You have worked only in IT in the past. So what? You are sales professional!

You can only work in an office? Why? Telecommuting is the least stressful way of working.

You can work only in Mumbai? Are those friends whom you think you will miss looking for a job as well?

Take your personal “Only” list and tear into it!

Connect: Once you have done the first two stages diligently and honestly, you are now ready to hit the job market. Logon to your social media accounts especially LinkedIn and carefully craft your profile. This is a good time to not indulge in loose talk, stay away from commenting on controversial topics and keep focused. Companies are looking for professionals not loose canons.

Get your profile (and posts) checked by someone you know has good language skills – typos and bad grammar are big killers in a job search! Be upfront with your friends and connections (without being desperate and pushy) and ask them for help in scouting for openings.

Add the new skills you have acquired. Start posting or blogging about topics you want to be known as being good at. Contribute to forums and online discussions. Take up part-time roles/projects. Freelance. But don’t do nothing and just spam everyone with your resume’ – that approach as they say is #BigFail!

Research companies you would like to work for figure out positions that may open that those firms and apply. This might be a good time to take a contrarian view and look at dynamic young start-ups where your skills are useful. Avoid the parental trap of “secure job in a big company” – there is no such thing anymore. Flipkart was not offering a ‘secure job’ in a ‘big company’ in 2008!

Now this stage might drag on for some time – much longer than you expected. Be mentally prepared and don’t lose your cool and your manners. If someone sets up an interview for you and you don’t get the job, have the courtesy to still thank your friend for the effort. An important aside is to avoid getting bogged down. Exercise, stay connected with your friends, and socialize to ensure that you don’t go into a ‘cave’ overwhelmed with the job search process.

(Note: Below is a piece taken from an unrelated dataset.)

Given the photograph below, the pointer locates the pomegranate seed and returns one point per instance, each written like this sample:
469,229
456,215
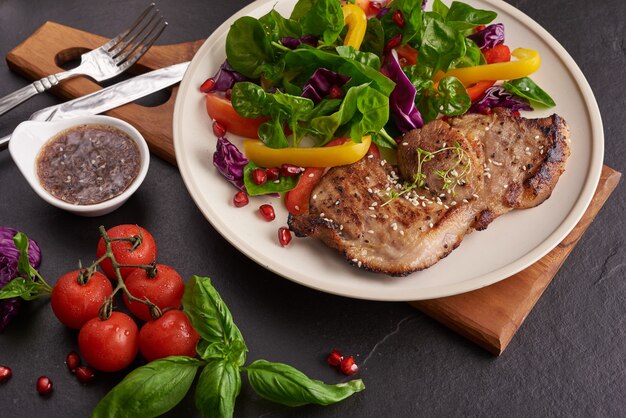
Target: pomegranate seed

Capitalize: Finally you see light at the end of the tunnel – People are looking at your LinkedIn profile and possibly job offer(s) are already coming your way. This is the time to (again) take a deep breath and capitalize on your experiences. Maybe you don’t like political bosses and the next one seems just the type. Do you really want to take up the offer? You might be tempted to capitulate depending on your personal circumstances, but don’t let EMI’s drive your decision. Would you take that job if you didn’t have to pay the EMI for your fancy car? Do you really need that car right now? You might need to go back to the ‘Contextualize’ and ‘Correct’ stages and take another look at your drivers for taking up the new job.

Getting terminated is not the end of the world. It is a small bump in a long journey. Instead of shutting yourself off from everyone, this is the time to take solace and support from your friends and family. (You will be surprised at how approachable your retired father, who has worked only for one company ever, is on the topic) Hopefully with the 4C process you will come out stronger and land that job you never knew you would like so much!